Dans la première quinzaine d’avril, Jean Valjean fit un voyage. Cela, on le sait, lui arrivait de temps en temps, à de très longs intervalles. Il restait absent un ou deux jours, trois jours au plus. Où allait-il ? personne ne le savait, pas même Cosette. Une fois seulement, à un de ces départs, elle l’avait accompagné en fiacre jusqu’au coin d’un petit cul-de-sac sur l’angle duquel elle avait lu : Impasse de la Planchette. Là il était descendu, et le fiacre avait ramené Cosette rue de Babylone. C’était en général quand l’argent manquait à la maison que Jean Valjean faisait ces petits voyages.

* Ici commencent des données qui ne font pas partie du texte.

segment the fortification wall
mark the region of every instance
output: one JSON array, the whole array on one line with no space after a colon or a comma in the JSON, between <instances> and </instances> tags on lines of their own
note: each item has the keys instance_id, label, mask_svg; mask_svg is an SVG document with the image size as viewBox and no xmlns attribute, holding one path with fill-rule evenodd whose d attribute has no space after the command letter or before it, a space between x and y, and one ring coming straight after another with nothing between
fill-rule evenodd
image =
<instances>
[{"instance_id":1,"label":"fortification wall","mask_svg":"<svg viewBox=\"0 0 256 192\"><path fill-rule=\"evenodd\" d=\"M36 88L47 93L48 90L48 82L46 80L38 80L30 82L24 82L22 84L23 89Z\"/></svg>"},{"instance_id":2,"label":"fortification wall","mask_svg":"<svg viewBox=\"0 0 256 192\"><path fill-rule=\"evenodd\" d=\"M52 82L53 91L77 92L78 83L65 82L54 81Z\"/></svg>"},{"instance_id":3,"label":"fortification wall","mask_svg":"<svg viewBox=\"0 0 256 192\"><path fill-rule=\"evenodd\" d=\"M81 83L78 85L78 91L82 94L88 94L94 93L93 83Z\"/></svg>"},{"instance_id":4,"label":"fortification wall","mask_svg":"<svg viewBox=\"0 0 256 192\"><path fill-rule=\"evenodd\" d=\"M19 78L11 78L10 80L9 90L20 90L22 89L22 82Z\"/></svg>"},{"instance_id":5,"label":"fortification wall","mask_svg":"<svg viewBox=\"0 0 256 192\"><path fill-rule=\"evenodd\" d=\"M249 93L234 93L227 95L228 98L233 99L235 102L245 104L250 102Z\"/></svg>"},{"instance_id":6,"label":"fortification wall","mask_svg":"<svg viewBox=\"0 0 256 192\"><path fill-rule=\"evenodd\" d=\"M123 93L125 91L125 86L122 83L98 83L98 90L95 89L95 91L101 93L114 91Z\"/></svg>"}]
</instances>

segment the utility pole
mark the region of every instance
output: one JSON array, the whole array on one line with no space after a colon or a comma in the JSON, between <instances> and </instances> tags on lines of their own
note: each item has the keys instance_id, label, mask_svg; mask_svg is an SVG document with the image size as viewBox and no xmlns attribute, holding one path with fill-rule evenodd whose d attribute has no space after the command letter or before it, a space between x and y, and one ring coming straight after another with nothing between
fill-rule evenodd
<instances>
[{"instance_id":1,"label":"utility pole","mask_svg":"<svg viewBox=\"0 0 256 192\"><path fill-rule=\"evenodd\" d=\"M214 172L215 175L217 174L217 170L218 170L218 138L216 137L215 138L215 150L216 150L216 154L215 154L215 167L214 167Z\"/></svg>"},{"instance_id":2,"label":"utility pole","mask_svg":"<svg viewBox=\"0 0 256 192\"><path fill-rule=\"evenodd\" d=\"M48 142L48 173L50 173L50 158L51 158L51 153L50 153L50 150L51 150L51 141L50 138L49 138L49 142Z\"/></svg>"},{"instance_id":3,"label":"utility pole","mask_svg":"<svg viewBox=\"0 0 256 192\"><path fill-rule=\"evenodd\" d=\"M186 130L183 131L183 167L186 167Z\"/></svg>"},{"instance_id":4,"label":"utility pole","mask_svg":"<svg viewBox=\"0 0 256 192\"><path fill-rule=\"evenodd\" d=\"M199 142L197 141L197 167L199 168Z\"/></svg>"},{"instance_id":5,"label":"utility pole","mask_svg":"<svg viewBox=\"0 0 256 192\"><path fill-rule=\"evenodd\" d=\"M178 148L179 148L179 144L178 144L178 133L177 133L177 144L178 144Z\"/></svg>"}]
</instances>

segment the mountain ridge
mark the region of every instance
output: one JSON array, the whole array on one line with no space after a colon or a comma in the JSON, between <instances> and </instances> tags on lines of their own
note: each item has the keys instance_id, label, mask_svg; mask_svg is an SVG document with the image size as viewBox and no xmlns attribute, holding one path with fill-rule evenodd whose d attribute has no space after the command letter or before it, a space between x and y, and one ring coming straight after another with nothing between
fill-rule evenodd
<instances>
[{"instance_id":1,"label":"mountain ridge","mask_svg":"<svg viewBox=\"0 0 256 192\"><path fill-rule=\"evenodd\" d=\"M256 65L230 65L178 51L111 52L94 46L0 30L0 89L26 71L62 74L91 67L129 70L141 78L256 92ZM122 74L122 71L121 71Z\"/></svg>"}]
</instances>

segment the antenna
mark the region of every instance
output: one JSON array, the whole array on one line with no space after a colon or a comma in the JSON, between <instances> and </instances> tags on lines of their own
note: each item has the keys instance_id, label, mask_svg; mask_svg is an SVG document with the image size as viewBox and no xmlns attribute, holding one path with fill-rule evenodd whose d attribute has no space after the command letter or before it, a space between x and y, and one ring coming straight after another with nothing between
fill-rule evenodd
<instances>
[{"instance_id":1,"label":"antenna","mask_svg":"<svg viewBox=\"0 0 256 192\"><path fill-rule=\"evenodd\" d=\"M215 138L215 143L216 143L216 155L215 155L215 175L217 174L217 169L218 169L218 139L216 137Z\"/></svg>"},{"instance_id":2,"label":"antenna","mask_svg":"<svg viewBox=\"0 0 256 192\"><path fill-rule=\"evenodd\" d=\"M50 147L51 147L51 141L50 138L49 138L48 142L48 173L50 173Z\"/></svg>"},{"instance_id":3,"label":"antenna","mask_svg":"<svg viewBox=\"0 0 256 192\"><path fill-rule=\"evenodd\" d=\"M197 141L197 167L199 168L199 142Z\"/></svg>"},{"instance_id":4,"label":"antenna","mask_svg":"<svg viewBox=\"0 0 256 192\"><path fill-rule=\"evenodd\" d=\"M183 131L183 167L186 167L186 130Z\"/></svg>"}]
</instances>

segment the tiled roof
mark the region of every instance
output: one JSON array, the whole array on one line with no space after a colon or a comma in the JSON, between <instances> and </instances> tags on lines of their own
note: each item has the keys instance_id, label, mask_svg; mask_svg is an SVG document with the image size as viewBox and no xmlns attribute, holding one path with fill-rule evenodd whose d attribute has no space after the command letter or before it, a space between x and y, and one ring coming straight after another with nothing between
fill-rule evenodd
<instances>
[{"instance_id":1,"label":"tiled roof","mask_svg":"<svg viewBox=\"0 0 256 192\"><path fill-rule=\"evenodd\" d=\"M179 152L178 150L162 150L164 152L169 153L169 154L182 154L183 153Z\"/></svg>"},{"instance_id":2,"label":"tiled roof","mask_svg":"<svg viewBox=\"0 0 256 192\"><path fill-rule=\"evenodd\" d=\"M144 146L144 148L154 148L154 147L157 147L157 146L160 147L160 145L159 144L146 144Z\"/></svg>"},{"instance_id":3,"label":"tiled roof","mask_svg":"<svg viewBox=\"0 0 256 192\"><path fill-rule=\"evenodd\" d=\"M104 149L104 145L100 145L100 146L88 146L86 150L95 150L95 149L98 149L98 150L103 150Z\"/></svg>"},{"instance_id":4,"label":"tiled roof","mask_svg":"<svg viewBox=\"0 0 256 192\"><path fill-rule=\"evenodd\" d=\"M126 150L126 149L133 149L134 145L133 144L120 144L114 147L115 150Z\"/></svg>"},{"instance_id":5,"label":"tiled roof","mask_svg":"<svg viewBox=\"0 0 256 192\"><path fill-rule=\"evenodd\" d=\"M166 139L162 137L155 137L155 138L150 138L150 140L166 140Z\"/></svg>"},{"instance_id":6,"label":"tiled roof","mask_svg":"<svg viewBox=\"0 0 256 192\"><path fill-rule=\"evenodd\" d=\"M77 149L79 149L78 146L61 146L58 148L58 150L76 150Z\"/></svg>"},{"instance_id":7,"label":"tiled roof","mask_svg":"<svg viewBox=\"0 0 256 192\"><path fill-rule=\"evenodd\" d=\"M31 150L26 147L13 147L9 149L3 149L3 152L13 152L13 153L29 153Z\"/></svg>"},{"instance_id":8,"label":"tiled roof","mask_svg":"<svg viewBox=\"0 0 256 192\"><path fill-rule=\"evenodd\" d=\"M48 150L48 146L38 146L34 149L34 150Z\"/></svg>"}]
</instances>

Jean Valjean était donc absent. Il avait dit : Je reviendrai dans trois jours.

Le soir, Cosette était seule dans le salon. Pour se désennuyer, elle avait ouvert son piano-orgue et elle s’était mise à chanter, en s’accompagnant, le chœur d’Euryanthe : Chasseurs égarés dans les bois ! qui est peut-être ce qu’il y a de plus beau dans toute la musique. Quand elle eut fini, elle demeura pensive.

Tout à coup il lui sembla qu’elle entendait marcher dans le jardin. Ce ne pouvait être son père, il était absent ; ce ne pouvait être Toussaint, elle était couchée. Il était dix heures du soir.

Elle alla près du volet du salon qui était fermé et y colla son oreille.

Il lui parut que c’était le pas d’un homme, et qu’on marchait très doucement.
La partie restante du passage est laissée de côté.